An otherwise friendly critic thought it strange that this should be the state of things at Sierra Leone. It is strange; but then things are not on the West Coast of Africa as they are elsewhere. In what other colony, for instance, could one find a Colonial official, holding a high position and drawing a large salary, who advanced money to all applicants on the security of jewelry and such small portable articles of value, or in what part of the British Empire an officer, head of a Colonial department, who uses his influence to persuade his negro subordinates to insure their lives in a company for which he is agent, thereby pocketing a commission of twenty-five or thirty per cent. on each policy?

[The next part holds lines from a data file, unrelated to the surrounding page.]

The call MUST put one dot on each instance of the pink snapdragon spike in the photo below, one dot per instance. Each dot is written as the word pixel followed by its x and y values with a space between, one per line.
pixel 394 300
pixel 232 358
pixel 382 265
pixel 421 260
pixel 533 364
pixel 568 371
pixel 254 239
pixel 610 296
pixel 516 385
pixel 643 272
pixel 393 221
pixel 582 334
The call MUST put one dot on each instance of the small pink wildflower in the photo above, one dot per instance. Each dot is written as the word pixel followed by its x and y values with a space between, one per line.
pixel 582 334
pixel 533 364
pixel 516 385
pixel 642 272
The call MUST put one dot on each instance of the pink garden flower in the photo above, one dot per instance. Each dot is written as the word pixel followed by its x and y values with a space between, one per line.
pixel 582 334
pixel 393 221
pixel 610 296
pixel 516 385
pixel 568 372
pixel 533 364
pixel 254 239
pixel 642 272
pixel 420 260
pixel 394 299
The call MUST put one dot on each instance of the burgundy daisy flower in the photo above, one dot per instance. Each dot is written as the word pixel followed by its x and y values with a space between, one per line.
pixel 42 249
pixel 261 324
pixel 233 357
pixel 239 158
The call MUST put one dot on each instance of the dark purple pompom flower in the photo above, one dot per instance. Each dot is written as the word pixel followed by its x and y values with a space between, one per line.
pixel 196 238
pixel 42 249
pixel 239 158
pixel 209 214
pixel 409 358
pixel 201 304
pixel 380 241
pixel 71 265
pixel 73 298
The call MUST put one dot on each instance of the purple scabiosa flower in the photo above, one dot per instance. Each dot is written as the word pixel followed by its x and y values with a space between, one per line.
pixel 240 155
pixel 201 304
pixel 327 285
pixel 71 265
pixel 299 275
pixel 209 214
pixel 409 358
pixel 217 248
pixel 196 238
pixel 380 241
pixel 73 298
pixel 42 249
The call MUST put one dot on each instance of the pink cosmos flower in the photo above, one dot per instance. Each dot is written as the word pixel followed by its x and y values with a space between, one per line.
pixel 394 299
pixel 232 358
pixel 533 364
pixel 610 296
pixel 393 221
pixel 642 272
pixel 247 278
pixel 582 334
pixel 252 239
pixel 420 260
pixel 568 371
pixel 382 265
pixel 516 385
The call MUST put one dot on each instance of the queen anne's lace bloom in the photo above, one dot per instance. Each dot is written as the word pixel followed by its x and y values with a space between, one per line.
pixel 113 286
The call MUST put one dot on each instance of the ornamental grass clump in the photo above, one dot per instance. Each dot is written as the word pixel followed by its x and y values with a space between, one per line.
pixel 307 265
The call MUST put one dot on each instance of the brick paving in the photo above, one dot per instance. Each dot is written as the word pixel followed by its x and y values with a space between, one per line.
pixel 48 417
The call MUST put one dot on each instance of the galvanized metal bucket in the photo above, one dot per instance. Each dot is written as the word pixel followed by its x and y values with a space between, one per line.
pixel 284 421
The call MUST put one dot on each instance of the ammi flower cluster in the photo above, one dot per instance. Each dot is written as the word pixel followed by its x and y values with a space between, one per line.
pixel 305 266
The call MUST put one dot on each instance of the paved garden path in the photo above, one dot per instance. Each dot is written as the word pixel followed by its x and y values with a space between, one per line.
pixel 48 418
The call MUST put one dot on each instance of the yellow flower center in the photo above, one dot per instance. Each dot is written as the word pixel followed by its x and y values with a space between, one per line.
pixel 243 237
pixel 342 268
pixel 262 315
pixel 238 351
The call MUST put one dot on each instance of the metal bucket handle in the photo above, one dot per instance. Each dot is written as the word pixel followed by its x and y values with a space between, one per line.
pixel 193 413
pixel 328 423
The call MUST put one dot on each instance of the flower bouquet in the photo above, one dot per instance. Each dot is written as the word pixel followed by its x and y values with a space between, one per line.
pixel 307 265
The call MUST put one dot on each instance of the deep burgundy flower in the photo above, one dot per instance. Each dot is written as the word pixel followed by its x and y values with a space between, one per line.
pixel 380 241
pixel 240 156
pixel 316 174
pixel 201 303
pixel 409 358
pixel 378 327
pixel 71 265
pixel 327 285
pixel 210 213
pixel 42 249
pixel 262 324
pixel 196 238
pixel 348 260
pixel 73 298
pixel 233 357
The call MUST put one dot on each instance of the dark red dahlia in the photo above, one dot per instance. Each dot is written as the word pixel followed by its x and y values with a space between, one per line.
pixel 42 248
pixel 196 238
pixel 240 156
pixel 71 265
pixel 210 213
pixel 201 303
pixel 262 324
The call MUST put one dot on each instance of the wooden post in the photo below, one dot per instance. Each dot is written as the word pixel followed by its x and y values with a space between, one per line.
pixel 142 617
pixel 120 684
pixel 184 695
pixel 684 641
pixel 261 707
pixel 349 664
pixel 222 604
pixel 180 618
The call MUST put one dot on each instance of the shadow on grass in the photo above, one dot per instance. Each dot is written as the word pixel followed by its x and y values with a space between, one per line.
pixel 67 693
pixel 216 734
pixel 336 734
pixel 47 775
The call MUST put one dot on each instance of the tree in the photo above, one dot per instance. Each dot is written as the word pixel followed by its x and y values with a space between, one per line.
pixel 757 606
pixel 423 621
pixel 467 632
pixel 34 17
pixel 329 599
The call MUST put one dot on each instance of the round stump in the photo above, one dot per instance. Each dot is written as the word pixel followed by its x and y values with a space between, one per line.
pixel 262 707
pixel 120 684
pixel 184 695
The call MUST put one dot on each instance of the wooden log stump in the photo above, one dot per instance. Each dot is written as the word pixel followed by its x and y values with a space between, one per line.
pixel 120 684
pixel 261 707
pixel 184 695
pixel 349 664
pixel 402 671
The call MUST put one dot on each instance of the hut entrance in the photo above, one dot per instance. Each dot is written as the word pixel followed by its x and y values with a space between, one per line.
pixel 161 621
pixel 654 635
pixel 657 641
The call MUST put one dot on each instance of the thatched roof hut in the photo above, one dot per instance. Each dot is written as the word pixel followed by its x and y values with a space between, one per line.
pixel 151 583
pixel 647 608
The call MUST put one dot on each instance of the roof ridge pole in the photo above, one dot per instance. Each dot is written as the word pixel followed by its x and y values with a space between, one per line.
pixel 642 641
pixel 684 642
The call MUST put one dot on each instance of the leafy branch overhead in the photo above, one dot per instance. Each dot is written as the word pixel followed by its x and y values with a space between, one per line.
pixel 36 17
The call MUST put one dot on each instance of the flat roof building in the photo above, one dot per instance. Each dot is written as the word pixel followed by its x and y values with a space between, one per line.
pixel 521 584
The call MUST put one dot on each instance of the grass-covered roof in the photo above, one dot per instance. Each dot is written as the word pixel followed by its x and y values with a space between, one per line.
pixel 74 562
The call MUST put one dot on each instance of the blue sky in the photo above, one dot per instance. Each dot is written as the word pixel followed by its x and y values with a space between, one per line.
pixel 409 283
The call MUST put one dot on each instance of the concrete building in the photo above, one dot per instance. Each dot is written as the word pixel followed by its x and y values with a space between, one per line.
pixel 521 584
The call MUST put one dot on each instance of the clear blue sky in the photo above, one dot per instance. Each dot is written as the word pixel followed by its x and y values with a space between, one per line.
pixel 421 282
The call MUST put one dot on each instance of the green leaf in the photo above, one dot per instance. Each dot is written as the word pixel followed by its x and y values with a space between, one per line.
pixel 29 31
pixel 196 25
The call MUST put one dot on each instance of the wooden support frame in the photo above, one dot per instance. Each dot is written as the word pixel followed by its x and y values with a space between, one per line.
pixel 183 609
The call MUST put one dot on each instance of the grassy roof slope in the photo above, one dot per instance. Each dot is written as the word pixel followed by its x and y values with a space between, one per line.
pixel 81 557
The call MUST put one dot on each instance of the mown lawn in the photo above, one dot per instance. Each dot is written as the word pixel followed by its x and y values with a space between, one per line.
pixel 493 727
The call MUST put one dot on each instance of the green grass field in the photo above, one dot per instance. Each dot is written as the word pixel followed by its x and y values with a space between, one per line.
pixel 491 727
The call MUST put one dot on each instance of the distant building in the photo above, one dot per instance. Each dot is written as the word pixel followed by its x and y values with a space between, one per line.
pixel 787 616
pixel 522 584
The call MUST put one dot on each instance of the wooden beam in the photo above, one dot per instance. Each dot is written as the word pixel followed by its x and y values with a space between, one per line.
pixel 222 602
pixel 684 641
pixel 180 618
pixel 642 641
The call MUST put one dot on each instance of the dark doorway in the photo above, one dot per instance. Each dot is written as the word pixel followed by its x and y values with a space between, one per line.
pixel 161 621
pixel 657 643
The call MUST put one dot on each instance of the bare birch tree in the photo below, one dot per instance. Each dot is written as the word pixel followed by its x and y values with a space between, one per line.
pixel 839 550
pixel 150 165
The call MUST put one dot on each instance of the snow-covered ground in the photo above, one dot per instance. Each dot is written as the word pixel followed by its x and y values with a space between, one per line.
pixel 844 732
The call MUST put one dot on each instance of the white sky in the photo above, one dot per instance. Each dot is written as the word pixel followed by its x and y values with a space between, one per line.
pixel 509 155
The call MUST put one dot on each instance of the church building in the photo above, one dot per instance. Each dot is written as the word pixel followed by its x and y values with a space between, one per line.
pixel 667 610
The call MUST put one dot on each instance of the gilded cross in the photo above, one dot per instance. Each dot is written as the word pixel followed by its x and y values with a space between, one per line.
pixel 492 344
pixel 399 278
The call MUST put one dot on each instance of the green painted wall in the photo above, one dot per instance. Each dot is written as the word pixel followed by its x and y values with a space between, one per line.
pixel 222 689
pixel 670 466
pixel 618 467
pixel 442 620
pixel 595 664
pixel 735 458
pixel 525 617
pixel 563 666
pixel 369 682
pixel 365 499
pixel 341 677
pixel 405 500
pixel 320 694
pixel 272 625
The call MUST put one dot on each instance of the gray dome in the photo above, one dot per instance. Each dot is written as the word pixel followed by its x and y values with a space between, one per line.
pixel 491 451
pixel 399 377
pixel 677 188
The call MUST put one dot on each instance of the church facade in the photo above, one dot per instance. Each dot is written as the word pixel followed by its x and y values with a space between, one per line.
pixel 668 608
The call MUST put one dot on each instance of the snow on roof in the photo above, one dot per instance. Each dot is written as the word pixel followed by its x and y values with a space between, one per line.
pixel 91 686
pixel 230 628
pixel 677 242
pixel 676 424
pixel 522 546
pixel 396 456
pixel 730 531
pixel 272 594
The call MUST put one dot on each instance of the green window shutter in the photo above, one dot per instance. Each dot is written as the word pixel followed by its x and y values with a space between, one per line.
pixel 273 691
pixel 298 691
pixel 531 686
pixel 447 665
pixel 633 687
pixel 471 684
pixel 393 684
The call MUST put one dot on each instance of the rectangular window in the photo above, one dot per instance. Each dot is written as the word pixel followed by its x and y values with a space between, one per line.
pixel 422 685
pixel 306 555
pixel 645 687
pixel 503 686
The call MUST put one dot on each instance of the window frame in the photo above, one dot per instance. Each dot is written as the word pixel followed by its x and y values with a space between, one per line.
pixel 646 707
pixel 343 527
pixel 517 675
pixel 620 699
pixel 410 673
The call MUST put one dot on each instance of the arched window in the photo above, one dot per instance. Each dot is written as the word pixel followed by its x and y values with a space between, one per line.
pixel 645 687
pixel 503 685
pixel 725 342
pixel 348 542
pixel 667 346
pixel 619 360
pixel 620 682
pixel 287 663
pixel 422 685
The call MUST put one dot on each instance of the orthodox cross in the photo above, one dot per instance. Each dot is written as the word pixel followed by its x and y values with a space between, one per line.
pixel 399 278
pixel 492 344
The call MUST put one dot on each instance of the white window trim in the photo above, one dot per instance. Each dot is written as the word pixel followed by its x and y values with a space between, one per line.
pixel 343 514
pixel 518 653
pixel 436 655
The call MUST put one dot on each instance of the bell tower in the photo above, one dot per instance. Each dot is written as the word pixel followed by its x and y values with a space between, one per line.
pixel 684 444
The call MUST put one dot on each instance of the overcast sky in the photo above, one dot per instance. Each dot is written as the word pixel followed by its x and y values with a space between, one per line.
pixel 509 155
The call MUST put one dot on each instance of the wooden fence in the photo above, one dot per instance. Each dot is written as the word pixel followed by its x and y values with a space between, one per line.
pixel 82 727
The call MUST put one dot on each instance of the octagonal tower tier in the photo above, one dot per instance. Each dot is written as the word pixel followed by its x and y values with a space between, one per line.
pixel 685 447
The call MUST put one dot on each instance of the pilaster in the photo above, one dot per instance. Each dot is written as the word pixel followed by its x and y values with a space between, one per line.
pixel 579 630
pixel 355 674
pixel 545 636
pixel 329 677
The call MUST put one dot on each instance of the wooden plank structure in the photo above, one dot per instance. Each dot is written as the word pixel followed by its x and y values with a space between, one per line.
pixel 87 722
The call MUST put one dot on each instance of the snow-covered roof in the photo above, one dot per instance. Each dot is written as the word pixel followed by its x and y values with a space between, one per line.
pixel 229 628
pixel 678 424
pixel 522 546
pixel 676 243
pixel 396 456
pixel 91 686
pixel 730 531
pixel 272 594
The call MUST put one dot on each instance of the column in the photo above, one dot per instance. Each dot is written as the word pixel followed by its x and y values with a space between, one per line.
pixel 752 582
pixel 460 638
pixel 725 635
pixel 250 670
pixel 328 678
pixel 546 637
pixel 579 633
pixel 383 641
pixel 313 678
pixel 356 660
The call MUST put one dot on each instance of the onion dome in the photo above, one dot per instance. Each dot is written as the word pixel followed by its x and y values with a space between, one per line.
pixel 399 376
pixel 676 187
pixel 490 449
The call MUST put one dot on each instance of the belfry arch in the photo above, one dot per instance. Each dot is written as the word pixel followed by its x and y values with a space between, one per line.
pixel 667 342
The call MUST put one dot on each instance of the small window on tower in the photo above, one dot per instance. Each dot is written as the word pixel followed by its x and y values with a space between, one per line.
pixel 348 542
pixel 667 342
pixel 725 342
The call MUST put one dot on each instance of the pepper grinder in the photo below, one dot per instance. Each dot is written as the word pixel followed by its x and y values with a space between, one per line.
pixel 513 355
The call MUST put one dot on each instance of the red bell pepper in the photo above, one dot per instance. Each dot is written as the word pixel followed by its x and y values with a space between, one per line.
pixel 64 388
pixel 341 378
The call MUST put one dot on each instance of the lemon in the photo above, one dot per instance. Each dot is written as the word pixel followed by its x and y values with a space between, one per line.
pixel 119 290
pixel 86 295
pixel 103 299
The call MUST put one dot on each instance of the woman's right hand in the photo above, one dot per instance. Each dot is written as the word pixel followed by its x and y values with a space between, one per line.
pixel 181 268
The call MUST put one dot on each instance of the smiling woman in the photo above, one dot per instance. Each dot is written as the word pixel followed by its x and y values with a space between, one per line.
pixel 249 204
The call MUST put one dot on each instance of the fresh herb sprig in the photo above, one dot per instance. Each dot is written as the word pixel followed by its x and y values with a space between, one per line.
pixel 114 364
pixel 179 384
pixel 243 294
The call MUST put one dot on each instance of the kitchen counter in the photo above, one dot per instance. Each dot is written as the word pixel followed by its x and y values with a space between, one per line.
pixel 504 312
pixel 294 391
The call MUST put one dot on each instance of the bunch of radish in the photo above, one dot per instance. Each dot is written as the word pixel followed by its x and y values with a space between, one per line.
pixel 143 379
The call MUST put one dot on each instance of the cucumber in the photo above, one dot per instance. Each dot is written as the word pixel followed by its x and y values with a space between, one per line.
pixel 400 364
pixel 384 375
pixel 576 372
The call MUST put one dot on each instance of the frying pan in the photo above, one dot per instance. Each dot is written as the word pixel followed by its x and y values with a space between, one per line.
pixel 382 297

I do not think I have hitherto made any mention of the black cobras-di-capello which are the pest of the barracks at Tower Hill. These playful companions seem to have a particular predilection for the sunny banks and rocks of that hill, and, during my two months’ residence there in 1874, four were killed within five or ten yards of the officers’ mess; but they appear to have become much more familiar of late years, and, a few days after my arrival, one was seen, and another killed, in a bedroom on the second story. As a bite from one of these snakes causes certain death within three hours, one would wish to have less dangerous domestic creatures at large. There must be hundreds of them in the vicinity of the barracks, as I have seen eight or nine myself at different times; and while walking up the hill one evening in the dusk barely escaped treading on one, being only just warned in time by a shrill hiss. These cobras usually go about in couples, and during the breeding season they will, though totally unmolested, make direct for any person who may happen to approach them.
Apropos of snakes,—a naval officer had rather an amusing adventure with one at Tower Hill. He had come ashore, from a gunboat lying in the harbour, to dine at mess; and, as is usually the case, had suddenly discovered, after the third or fourth rubber, about 11 p.m., that he could not get off to his ship that night, and must trespass upon somebody’s kindness for a bed. He was assisted to a room, and the lights were being put out in the mess when we heard a series of wild shouts up stairs, and then a noise as of some heavy body thumping and banging down the steps. We ran out into the passage, and discovered the naval man lying curled up, half undressed, at the bottom of the stair-case; so we lifted him up and asked what was the matter. He appeared very much frightened, and gasped out:—
“Oh, Lord! I’ve got them at last.”
“Got what?” we inquired.
“Oh, Lord: I’ve got them at last—Oh, send for a doctor will you. I’ll never touch another drop of that cursed ship’s rum, if I get over this.”
“But what have you got?” we reiterated.
“Got? I’ve got the jumps—that’s what I’ve got.”
“Nonsense! go to bed! you’re all right.”
“I tell you I’m not. I could have sworn I saw a snake in my bed just now, and that’s one of the first signs.”